Fujimori, a former Peruvian president (1990-2000), is currently under house arrest in Chile. Peruvian prosecutors are demanding he be extradited to Peru, where he could face trial for numerous crimes ranging from illegal telephone tapping, to inappropriate use of state funds, to state-sponsored massacres.
Attorneys on both sides of the nearly two-year-old Alberto Fujimori extradition case delivered their closing arguments before Chile’s Supreme Court on Thursday, August 23rd, clearing the path for a final verdict in the drawn-out legal battle.
Fujimori, a former Peruvian president (1990-2000), is currently under house arrest in Chile. Peruvian prosecutors are demanding he be extradited to Peru, where he could face trial for numerous crimes ranging from illegal telephone tapping, to inappropriate use of state funds, to state-sponsored massacres.
Thursday’s proceedings, dragging on well past the Court’s normal, early-afternoon closing time, marked the end of a dramatic three-day appeals hearing. The case now goes into deliberations. The five judges responsible for the matter – Alberto Chaigneau, Nibaldo Sergura, Jaime Rodríguez, Rubén Ballesteros and Hugo Domestch – have not yet set a specific timetable for their much-anticipated decision, though lawyers involved in the case expect a resolution within the next two months.
First to speak before the Court was attorney Alfredo Etcheberry, representing the Peruvian state. Rather than separately examine each of the 12 instances of wrongdoing on which the prosecution’s case is based, Etcheberry chose instead to analyze Fujimori’s presidential track record as a whole. Offering a chronological overview of Fujimori’s time in office, Etcheberry painted the picture of a man who carefully and forcefully consolidated "absolute" power.
"Once he was chosen to be president of Peru he began accumulating for himself and for his allies what amounted to an absolute concentration of political, economic and military power," the attorney argued. "In the process of gaining that power (Fujimori) committed human rights abuses and numerous acts of corruption for his own benefit, or the benefit of his family, or the benefit of third parties that were closely tied to him."

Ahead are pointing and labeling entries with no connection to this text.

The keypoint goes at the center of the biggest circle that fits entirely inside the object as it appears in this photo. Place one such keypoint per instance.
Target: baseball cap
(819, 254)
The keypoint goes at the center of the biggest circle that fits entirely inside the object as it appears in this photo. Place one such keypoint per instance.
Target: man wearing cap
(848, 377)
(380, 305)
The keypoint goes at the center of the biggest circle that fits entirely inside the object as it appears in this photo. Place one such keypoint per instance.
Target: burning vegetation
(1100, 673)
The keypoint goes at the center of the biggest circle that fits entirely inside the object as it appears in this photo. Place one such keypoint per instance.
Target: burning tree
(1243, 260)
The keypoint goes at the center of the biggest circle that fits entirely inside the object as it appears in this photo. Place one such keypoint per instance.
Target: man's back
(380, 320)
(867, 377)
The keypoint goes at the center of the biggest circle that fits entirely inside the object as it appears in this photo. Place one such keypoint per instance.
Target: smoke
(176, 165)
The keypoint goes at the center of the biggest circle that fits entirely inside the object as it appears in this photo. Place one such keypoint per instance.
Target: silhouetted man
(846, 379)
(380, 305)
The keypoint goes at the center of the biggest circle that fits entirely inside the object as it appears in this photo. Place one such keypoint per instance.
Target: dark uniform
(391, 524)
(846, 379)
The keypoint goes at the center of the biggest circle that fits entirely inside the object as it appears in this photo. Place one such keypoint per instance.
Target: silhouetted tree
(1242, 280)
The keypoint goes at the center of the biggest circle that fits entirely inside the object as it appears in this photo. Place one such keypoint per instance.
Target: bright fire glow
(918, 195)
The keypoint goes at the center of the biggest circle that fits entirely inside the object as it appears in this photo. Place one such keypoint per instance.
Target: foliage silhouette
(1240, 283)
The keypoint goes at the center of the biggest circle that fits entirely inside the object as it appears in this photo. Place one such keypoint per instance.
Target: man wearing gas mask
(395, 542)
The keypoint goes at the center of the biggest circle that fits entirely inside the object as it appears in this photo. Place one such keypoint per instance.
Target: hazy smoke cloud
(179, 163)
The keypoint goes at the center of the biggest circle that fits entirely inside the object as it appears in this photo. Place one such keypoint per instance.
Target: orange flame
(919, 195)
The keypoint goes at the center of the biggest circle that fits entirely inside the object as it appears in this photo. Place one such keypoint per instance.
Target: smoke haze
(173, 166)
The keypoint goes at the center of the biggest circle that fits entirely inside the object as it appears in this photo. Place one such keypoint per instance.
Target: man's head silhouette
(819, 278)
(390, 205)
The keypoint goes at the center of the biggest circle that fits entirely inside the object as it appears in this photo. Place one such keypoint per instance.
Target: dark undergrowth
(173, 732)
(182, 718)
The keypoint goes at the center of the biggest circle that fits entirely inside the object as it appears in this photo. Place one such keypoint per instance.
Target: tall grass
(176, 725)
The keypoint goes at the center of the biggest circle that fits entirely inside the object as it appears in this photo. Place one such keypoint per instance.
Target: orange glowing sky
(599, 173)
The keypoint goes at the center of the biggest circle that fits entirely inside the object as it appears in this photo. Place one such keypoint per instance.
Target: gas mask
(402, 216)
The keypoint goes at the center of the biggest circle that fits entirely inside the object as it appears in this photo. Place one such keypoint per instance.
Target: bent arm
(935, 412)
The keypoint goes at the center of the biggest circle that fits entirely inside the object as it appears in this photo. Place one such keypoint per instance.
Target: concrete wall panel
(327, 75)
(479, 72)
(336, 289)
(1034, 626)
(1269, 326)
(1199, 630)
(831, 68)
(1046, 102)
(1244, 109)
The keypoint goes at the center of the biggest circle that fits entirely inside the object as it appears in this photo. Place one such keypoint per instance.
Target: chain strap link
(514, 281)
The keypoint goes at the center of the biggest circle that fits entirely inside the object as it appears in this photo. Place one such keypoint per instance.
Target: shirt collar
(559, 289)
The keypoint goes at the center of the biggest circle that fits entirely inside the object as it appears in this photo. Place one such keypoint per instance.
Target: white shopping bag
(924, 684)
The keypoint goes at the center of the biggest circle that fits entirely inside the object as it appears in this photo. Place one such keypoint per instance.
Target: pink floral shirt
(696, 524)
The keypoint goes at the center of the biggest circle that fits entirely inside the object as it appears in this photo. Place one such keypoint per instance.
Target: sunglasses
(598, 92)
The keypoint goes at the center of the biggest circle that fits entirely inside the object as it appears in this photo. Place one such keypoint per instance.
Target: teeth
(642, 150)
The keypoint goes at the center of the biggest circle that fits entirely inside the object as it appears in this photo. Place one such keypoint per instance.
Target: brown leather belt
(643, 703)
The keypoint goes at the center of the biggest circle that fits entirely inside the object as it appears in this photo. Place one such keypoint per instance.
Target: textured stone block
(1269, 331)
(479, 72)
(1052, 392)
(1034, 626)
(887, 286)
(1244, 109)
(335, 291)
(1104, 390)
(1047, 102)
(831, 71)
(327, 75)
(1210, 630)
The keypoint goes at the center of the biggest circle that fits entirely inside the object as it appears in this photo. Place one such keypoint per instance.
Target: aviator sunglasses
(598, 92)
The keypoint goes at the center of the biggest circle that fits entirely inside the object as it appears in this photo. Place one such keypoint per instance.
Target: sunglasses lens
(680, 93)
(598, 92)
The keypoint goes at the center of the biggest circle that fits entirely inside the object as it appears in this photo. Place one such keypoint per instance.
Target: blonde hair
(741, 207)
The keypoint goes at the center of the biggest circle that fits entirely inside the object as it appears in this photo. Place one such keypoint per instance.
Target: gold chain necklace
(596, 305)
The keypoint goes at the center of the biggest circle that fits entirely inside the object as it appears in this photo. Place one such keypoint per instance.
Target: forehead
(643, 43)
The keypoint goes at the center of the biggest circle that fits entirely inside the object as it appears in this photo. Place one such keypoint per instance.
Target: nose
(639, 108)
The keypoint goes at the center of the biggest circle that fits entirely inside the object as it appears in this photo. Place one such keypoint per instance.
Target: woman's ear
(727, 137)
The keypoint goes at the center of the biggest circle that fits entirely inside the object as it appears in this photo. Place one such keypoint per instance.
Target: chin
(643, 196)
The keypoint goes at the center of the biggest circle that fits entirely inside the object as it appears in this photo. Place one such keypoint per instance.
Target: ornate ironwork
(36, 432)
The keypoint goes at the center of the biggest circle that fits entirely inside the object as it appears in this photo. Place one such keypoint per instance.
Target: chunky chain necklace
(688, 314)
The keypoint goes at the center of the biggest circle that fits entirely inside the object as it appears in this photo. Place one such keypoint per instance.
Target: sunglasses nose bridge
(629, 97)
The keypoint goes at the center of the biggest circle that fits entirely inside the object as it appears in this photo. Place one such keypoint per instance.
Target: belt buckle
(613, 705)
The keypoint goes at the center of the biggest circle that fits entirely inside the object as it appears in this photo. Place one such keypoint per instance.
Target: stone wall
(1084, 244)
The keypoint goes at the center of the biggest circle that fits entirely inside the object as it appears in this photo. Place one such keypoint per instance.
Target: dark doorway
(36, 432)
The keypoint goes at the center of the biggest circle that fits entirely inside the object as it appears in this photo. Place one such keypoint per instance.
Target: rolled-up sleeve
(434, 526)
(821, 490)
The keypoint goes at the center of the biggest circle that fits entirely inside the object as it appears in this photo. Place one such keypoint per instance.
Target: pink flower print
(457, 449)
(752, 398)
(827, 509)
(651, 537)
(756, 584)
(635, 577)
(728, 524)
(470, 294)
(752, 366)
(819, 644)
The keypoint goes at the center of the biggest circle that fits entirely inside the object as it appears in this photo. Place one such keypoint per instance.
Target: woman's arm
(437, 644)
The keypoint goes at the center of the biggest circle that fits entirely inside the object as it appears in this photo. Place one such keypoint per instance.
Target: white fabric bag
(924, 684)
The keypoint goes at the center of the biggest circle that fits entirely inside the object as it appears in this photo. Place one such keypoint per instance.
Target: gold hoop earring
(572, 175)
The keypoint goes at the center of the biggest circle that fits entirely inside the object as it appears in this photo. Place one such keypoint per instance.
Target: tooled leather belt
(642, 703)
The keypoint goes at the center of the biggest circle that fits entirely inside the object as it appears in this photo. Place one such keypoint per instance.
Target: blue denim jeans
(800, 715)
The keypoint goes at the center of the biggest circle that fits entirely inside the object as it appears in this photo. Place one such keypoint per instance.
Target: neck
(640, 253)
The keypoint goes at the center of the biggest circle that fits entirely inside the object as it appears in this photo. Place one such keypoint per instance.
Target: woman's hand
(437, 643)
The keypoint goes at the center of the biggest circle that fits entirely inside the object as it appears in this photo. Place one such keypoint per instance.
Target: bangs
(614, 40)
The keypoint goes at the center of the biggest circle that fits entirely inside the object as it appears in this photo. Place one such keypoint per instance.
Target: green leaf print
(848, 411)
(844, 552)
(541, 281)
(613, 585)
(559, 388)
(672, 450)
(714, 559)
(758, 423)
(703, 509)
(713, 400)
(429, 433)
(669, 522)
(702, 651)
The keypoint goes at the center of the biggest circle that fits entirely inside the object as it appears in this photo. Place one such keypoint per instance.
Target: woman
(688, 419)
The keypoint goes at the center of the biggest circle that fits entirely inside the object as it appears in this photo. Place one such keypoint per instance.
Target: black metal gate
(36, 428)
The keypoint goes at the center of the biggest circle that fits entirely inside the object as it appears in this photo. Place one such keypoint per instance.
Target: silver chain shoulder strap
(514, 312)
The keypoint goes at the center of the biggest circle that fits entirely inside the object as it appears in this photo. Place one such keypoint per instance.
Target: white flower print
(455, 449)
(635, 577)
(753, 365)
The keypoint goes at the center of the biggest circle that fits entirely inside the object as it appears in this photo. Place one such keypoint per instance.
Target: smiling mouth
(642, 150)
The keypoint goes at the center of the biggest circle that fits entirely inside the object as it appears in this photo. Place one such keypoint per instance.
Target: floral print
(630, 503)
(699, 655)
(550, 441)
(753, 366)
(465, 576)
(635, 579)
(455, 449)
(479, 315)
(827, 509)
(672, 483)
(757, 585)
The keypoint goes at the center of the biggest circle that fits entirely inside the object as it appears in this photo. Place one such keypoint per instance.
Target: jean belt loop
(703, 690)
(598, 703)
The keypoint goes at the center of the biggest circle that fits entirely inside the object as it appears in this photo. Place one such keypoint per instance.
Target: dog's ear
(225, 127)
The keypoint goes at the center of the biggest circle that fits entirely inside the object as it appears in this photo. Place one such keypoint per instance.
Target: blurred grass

Etcheberry described in some detail the so-called self-coup of 1992, when Fujimori suspended Peru’s constitution, shut down congress and removed many of the country’s judges, replacing them with handpicked "provisional" personnel. He also mentioned Fujimori’s use of secret police – the National Intelligence Service – to "eliminate" subversives, his manipulation of the media, and his passage, in 1995, of a general amnesty law aimed at protecting authorities from prosecution in human rights cases.
Two of the worst examples of human rights abuses committed during Fujimori’s regime were the La Cantuta and Barrios Altos massacres, committed in 1991 and 1992 respectively. In total, 25 people, including a small child and a professor, were murdered in the two massacres, which were committed by an infamous government-backed death squad known as the Colina Group.
"There’s no way that Fujimori can claim he didn’t know about these acts, or the actions (the Colina Group) carried out. Even if he didn’t order the killings, he was aware of them, and hid them," said Etcheberry.
Gabriel Zaliasnik – Fujimori’s chief defense councillor – offered a very different version of the ex-leader’s decade in power. Reminding that Court that Fujimori was thrice democratically elected, Zaliasnik related how the "constitutional president" came into power at a time when Peru was suffering an acute internal conflict. Nevertheless, state forces killed far fewer people during Fujimori’s presidency than during the previous decade, he argued. "Should (Alan) García also be brought to trial?" Zaliasnik asked the Court.
The defence attorney also took issue with the oft-repeated statement that in 2000 Fujimori "fled" Peru. "Fujimori didn’t flee Peru in 2000. Rather, authorized to do so by the congress, he went to an APEC summit and then, when the accusations against him began to surface, he stayed in Japan," Zaliasnik explained.
Overall the prosecution’s case against Fujimori "is very weak," he went on to say. Arguing that the accusations were made without a "filter," Zaliasnik complained that many of the charges against Fujimori are based on just a handful of testimonies that were made years after the alleged crimes took place.
"The evidence ought to scream out. The evidence needs to be clear, needs to be obvious. It’s not enough to have these mega suspicions," he said.
Fujimori has been in Chile since Nov. 6, 2005, when he flew to Santiago following five years of exile in Japan. Peruvian authorities originally asked that Fujimori be surrendered to them. Chile, however, opted to place the decision in the hands of its Supreme Court, following protocol set by a 1932 extradition treaty between the two countries.
In June, Supreme Court prosecutor Mónica Maldonado – in making an official recommendation on the case – found there to be enough evidence in most of the 12 cases originally presented against Fujimori to warrant extradition. Exactly one month later, however, the Supreme Court made a complete about-face. On July 11 Judge Orlando Álvarez dismissed all 12 cases, ruling soundly that Fujimori not be extradited.